Eine „kinder- und elternfreundliche Familienpolitik“ sei von „entscheidender Bedeutung“, denn: „Solange die Bevölkerungsentwicklung in Deutschland den Bestand nicht zu erhalten vermag, bejahen wir die Zuwanderung integrationswilliger und integrationsfähiger Einwanderer nach Deutschland.“ Allerdings müsse eine solche Zuwanderungspolitik nach „klaren Kriterien gesetzlich geordnet werden“. Alle Gruppen von Zuwanderern, die vergleichbare Qualifikationen aufwiesen, müssten gleiche Chancen haben.

1570 Rückmeldungen auf die Leitlinien

Diese Leitlinien waren nach dem Parteitag in Erfurt per Mail an die Mitglieder verschickt worden. Die Basis hatte eine Woche Zeit, Änderungswünsche und Einsprüche geltend zu machen. „Wir hatten 1570 Rückmeldungen“, sagt Greve. Das seien zwar deutlich weniger als die fast 5000 Antworten auf das Europawahlprogramm, aber immer noch eine gute Beteiligung. Inzwischen habe das Redaktionsteam die Änderungen eingearbeitet und erneut zur Abstimmung an die Mitglieder verschickt, die diese bis Ostersonntag kommentieren können. Dann gehen die Leitlinien erneut in die Redaktion, und auch die dritte Fassung wird den Mitgliedern nochmals zur Abstimmung zugeleitet.
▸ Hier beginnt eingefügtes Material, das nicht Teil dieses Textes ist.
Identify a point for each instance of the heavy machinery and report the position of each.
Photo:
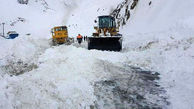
(106, 36)
(60, 35)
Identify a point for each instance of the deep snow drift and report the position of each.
(158, 37)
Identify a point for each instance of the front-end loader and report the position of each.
(107, 35)
(60, 35)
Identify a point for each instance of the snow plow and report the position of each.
(60, 36)
(106, 36)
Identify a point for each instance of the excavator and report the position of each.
(107, 35)
(60, 36)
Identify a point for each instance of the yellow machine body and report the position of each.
(59, 34)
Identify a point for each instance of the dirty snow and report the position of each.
(158, 38)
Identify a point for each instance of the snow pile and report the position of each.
(160, 37)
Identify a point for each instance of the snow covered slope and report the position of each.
(158, 37)
(39, 16)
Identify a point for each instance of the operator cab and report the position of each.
(106, 22)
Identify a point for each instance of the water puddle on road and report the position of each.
(133, 89)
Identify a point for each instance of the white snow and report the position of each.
(159, 37)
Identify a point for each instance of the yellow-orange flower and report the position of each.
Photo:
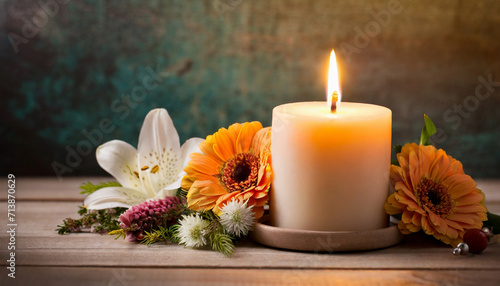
(236, 163)
(434, 194)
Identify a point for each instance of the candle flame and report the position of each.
(333, 95)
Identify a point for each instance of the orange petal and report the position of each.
(200, 163)
(224, 144)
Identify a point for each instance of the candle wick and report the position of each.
(335, 98)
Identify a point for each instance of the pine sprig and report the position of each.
(88, 188)
(117, 233)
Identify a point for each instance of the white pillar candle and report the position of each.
(331, 170)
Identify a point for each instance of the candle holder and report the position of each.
(324, 241)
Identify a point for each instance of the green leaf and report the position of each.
(428, 130)
(89, 188)
(493, 222)
(397, 150)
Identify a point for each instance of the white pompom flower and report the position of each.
(192, 231)
(237, 218)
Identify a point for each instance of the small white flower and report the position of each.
(192, 231)
(237, 218)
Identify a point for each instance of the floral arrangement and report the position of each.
(205, 192)
(211, 192)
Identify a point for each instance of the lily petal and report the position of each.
(119, 159)
(159, 151)
(112, 197)
(190, 146)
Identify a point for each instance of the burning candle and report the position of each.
(330, 163)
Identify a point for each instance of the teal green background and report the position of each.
(232, 61)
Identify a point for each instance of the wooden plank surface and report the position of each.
(190, 276)
(40, 252)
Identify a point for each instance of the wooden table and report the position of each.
(45, 258)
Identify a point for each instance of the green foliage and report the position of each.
(88, 188)
(97, 221)
(428, 130)
(397, 150)
(223, 243)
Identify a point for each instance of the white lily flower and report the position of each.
(153, 171)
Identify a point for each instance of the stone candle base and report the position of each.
(324, 241)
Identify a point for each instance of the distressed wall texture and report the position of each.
(71, 68)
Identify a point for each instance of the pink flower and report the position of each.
(148, 216)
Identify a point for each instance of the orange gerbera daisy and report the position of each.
(236, 164)
(434, 194)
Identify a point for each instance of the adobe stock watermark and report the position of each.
(364, 35)
(456, 115)
(223, 6)
(32, 25)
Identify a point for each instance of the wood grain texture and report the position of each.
(190, 276)
(43, 255)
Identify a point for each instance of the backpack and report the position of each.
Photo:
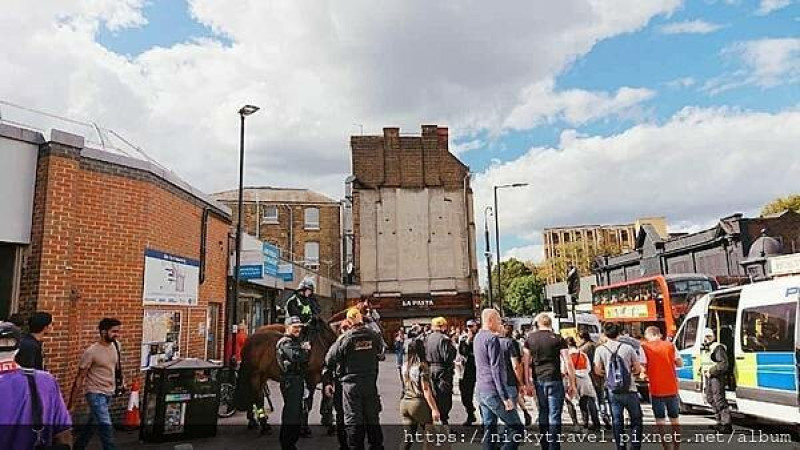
(618, 375)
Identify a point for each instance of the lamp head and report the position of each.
(248, 109)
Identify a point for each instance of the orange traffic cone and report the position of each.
(132, 420)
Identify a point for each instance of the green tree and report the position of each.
(790, 202)
(510, 269)
(525, 296)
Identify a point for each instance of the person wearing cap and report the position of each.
(714, 367)
(292, 354)
(17, 386)
(356, 355)
(441, 356)
(466, 385)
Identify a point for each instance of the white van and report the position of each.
(758, 325)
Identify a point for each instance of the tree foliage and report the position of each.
(790, 202)
(525, 296)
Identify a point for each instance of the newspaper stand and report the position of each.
(180, 401)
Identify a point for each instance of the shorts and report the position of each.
(665, 406)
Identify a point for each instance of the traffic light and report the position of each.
(573, 282)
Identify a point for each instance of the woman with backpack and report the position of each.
(417, 407)
(587, 397)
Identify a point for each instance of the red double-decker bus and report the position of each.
(661, 300)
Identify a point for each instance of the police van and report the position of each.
(757, 323)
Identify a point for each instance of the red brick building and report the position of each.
(104, 233)
(413, 233)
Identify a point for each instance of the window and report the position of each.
(312, 219)
(688, 334)
(312, 255)
(769, 328)
(270, 214)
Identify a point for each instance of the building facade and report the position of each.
(580, 243)
(717, 251)
(412, 251)
(305, 225)
(97, 234)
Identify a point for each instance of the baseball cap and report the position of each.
(439, 322)
(293, 320)
(354, 314)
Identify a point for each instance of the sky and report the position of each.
(609, 109)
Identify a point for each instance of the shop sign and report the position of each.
(416, 302)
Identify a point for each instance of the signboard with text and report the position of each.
(170, 279)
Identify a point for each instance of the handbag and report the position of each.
(119, 382)
(36, 413)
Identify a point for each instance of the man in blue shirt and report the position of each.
(496, 402)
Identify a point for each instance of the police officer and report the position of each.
(356, 355)
(467, 383)
(714, 367)
(302, 303)
(332, 387)
(293, 355)
(441, 356)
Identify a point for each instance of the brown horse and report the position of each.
(260, 363)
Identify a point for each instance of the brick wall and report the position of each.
(92, 222)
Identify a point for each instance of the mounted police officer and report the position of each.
(356, 354)
(292, 354)
(714, 367)
(441, 355)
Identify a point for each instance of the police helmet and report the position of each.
(307, 283)
(9, 332)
„Die meisten Einwände, nämlich genau 108 Änderungswünsche, gab es zu Punkt 19“, sagt Greve. Der hieß wörtlich: „ (…)Den Anforderungen des Wirtschaftslebens müssen Grenzen gesetzt werden, denn der Mensch lebt nicht vom Brot allein. Freizeit sollte aktiv und gemeinschaftlich verbracht werden. Auch aus diesem Grund sind die Förderung des Vereinslebens, die Unterstützung der Künste und der Schutz der Natur wichtig.“

Viele Mitglieder hätten geschrieben, sie wollten sich von der Partei nicht vorschreiben lassen, wie sie ihr Privatleben zu gestalten hätten, so Greve. Aber so sei der Punkt ja auch gar nicht gemeint gewesen. Die Formulierung, räumte er jedoch ein, sei allerdings wohl etwas missverständlich gewesen.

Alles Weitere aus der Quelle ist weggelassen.